« Youth » de
Feng Xiaogang : regard nostalgique sur la fin des années
1970
par Brigitte Duzan, 7 juin 2019, actualisé 13 novembre 2022
« Youth » (Fānghuá《芳华》)
[1]
est un film de
Feng Xiaogang (冯小刚)
sorti en 2017 dont on a relativement peu entendu
parler. Il a pourtant eu du succès en Chine quand il
y est finalement sorti - finalement car il devait
sortir pour la Fête nationale, début octobre 2017,
mais, après des avant-premières à Pékin et dans
quelques autres grandes villes de Chine, le film a
soudain été retiré de l’affiche. Il n’a eu une
première internationale que le 28 octobre, au
festival de Toronto. En fait, le film ne présentait
pas l’image du Parti et du pays que souhaitait le
pouvoir au moment de la réunion du 19ème
Congrès du Parti qui s’est ouverte le 18 octobre et
a duré une semaine, jusqu’au 24 octobre ; or ce 19ème
Congrès était important car il devait renouveler le
mandat du président Xi Jinping pour un nouveau
quinquennat.
Finalement, le film est sorti pour les fêtes de fin
d’année, le vendredi 15 décembre, et il a tout de
suite rencontré un succès inattendu,
Youth
attirant des spectateurs d’une classe d’âge que l’on ne voit
guère plus dans les salles de cinéma en Chine : celle de
l’âge du réalisateur et de sa scénariste, nés tous deux en
1958, c’est-à-dire les sexagénaires, qui ont les mêmes
souvenirs de jeunesse qu’eux et les ont retrouvés avec
émotion et nostalgie dans le film.
Le scénario : narration par un tiers
La scénariste est l’écrivaine Yan
Geling (严歌苓)
[2],
et son scénario est adapté de son roman « Fanghua »
(《芳华》)
publié en avril 2017, roman partiellement autobiographique
qui était initialement intitulé « Tu m’as touchée »

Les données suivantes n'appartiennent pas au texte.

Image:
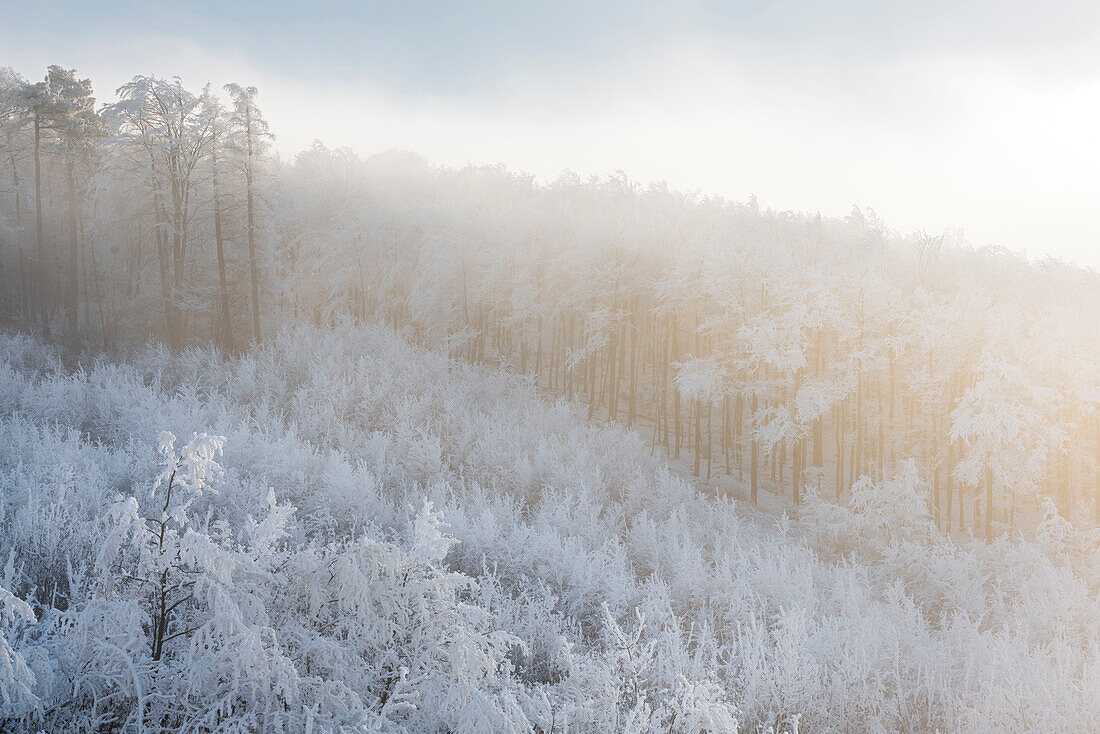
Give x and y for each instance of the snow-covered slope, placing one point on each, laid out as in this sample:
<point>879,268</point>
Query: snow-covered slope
<point>359,534</point>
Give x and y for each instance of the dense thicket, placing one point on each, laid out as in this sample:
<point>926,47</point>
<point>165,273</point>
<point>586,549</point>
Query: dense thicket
<point>350,534</point>
<point>789,350</point>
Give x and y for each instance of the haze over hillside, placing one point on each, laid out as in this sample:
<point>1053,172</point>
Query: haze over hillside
<point>937,117</point>
<point>296,437</point>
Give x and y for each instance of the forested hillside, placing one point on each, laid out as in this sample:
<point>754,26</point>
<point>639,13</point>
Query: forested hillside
<point>807,349</point>
<point>364,444</point>
<point>342,533</point>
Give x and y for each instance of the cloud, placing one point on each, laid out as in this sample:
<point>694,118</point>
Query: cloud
<point>909,110</point>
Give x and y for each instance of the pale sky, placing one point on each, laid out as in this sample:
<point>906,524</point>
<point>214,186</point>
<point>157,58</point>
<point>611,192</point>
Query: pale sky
<point>978,116</point>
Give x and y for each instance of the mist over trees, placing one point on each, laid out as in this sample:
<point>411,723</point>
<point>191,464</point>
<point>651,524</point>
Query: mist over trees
<point>920,417</point>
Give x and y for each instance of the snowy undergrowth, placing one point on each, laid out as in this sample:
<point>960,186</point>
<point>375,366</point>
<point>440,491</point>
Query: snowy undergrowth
<point>338,532</point>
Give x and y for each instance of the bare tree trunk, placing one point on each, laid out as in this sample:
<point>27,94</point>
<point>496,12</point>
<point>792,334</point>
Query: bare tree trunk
<point>73,288</point>
<point>252,231</point>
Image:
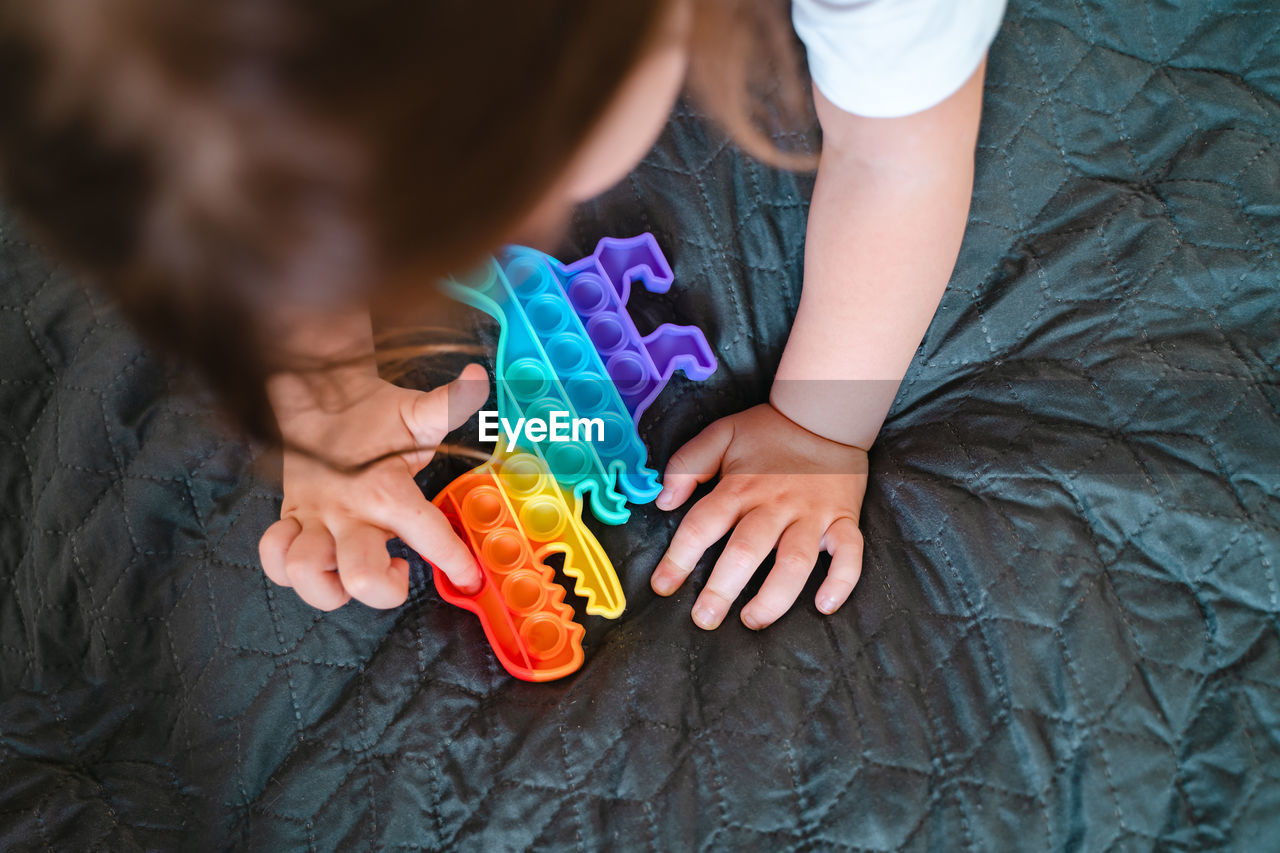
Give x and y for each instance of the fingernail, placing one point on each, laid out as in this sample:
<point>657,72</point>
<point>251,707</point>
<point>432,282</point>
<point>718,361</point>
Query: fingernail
<point>705,617</point>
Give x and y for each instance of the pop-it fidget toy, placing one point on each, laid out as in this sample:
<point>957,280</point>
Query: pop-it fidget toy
<point>512,515</point>
<point>566,343</point>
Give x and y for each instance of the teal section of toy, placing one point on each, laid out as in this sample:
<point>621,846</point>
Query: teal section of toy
<point>567,345</point>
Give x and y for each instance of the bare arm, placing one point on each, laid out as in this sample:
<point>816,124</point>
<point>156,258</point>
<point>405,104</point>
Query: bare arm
<point>330,542</point>
<point>887,215</point>
<point>885,227</point>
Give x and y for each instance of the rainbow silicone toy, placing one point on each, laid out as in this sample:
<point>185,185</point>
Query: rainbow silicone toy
<point>566,343</point>
<point>512,515</point>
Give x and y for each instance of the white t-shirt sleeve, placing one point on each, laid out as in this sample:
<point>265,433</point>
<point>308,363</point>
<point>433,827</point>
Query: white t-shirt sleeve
<point>891,58</point>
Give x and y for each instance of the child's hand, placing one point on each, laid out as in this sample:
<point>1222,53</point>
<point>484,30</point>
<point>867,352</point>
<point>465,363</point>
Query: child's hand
<point>784,488</point>
<point>330,542</point>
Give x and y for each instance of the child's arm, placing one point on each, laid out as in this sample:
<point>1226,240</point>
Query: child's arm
<point>887,215</point>
<point>330,542</point>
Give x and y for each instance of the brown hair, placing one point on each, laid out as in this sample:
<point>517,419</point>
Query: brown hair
<point>205,160</point>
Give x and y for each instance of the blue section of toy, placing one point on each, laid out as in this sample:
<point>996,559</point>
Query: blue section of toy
<point>568,345</point>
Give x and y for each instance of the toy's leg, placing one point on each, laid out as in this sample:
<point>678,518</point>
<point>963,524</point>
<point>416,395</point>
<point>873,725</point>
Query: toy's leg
<point>634,259</point>
<point>680,347</point>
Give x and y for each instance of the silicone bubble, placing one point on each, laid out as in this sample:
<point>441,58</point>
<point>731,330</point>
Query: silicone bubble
<point>588,292</point>
<point>524,474</point>
<point>568,461</point>
<point>483,507</point>
<point>568,355</point>
<point>524,592</point>
<point>607,333</point>
<point>544,637</point>
<point>627,372</point>
<point>503,551</point>
<point>547,314</point>
<point>529,277</point>
<point>529,378</point>
<point>544,518</point>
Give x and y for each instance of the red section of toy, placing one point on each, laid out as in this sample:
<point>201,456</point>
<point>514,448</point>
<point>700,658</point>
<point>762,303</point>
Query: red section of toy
<point>520,605</point>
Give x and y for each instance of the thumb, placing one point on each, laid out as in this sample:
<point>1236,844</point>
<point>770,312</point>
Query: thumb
<point>434,414</point>
<point>425,529</point>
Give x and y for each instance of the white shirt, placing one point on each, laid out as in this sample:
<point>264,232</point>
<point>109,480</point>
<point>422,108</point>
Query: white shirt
<point>891,58</point>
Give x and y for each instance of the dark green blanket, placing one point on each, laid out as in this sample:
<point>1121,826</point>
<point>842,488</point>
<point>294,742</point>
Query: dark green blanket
<point>1066,632</point>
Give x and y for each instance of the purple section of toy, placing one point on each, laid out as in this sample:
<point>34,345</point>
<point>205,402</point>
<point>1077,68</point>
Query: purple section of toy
<point>599,287</point>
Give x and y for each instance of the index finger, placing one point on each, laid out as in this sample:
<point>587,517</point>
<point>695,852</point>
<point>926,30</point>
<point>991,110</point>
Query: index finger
<point>695,463</point>
<point>425,529</point>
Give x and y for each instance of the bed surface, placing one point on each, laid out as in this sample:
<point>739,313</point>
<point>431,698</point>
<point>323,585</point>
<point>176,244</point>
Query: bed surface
<point>1066,630</point>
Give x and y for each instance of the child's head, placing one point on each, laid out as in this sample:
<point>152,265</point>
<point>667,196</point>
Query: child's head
<point>213,162</point>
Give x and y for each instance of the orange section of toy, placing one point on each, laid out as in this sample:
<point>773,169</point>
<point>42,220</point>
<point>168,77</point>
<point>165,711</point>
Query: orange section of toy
<point>511,520</point>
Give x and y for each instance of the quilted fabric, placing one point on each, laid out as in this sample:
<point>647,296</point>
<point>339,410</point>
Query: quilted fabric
<point>1066,630</point>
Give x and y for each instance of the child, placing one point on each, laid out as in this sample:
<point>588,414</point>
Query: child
<point>250,176</point>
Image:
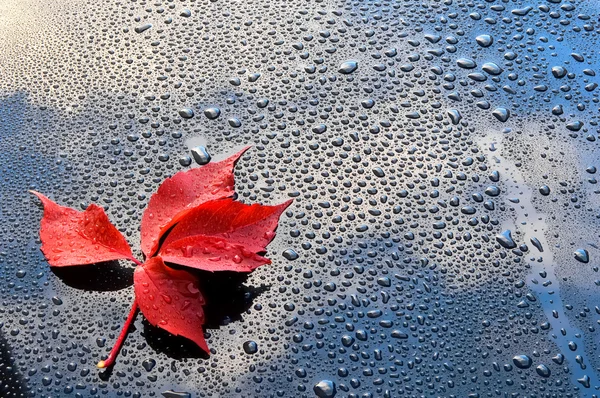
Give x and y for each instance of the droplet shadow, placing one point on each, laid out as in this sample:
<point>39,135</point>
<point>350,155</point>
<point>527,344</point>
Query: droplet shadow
<point>100,277</point>
<point>227,298</point>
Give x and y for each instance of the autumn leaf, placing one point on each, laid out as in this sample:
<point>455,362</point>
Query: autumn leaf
<point>202,227</point>
<point>70,237</point>
<point>181,193</point>
<point>223,235</point>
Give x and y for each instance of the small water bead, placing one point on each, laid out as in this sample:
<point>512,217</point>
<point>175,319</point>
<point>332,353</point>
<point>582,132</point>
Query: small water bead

(《你触摸了我》). Le scénario conte l’histoire d’un groupe de
jeunes du milieu des années 1970 au début des années 1980,
sur fond de guerre sino-vietnamienne et de politique de
réforme, avec trois flashforwards en 1995, 2005 et 2016 pour
montrer ce qu’ils sont devenus.
Yan Geling présentant
son scénario « entre réalité et fiction »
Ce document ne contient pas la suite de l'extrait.